Women leading climate action


The climate crisis is a global challenge that demands transformational change; structural shifts in the predominant economic system based on extraction and unlimited growth, towards a society that prioritizes the planet and all its people. To get there and achieve genuine transformation, we need to bring together the power of people and their movements.

Since 2016, GAGGA has set out to strengthen and link women’s rights, environmental and climate justice movements to pursue collaborative lobby and advocacy work at local, national, regional, and global levels. Through our work, we have been able to put resources into the hands of those who have enormous potential to change their and their communities’ situations.

The women and organizations we work with have shown that responses to climate change will only be effective if they are tailored to local realities and support the leadership, ambitions and needs of women; are led by the communities and movements; and concurrently challenge and dismantle systems of patriarchy, capitalism, racism and neocolonialism.

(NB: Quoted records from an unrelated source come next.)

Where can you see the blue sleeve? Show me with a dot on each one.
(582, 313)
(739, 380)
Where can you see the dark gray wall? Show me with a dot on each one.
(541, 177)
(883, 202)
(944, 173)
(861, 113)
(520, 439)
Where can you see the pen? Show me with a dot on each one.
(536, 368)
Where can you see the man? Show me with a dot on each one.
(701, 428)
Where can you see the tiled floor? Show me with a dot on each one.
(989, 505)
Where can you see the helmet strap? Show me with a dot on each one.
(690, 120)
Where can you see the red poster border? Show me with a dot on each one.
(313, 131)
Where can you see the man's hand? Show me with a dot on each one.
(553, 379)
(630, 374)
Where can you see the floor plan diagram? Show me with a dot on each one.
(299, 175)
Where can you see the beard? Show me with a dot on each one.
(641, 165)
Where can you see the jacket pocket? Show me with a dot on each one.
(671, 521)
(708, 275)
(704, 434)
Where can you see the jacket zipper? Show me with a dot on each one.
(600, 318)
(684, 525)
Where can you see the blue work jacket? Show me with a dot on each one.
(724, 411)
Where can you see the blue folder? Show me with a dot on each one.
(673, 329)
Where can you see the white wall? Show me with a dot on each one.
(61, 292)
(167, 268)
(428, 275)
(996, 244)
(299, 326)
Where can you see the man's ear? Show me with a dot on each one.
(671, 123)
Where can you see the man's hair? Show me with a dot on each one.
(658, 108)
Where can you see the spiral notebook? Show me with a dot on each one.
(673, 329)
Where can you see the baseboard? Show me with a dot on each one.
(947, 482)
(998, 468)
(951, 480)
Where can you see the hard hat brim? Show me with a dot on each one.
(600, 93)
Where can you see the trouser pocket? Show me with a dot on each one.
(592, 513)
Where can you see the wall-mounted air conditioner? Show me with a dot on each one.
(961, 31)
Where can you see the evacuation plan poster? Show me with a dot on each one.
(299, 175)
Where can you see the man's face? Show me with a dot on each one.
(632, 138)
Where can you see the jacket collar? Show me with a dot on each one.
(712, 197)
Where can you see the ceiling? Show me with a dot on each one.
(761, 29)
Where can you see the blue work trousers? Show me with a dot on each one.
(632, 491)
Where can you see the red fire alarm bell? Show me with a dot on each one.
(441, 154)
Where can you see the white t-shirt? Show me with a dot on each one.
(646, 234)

Together, these powerful women-led movements have been able to effectively pressure governments, investors, and donors to act to prevent and avert the worst effects of the climate crisis and to support viable women-led climate approaches. In this newsletter, we highlight some of these actions and advocacy efforts that are supported by GAGGA.

The women highlighted in this newsletter are based in El Salvador, Nigeria, Kenya, Nepal and India.

In Central America’s Dry Corridor where crops have been decimated and where it’s traditionally believed that only men can apply crop science, war-disabled women are switching established gender roles and growing their own climate-resilient food. Women’s groups in Nepal are influencing their local authorities to rethink their idea of development and incorporate climate and gender perspectives in their own planning.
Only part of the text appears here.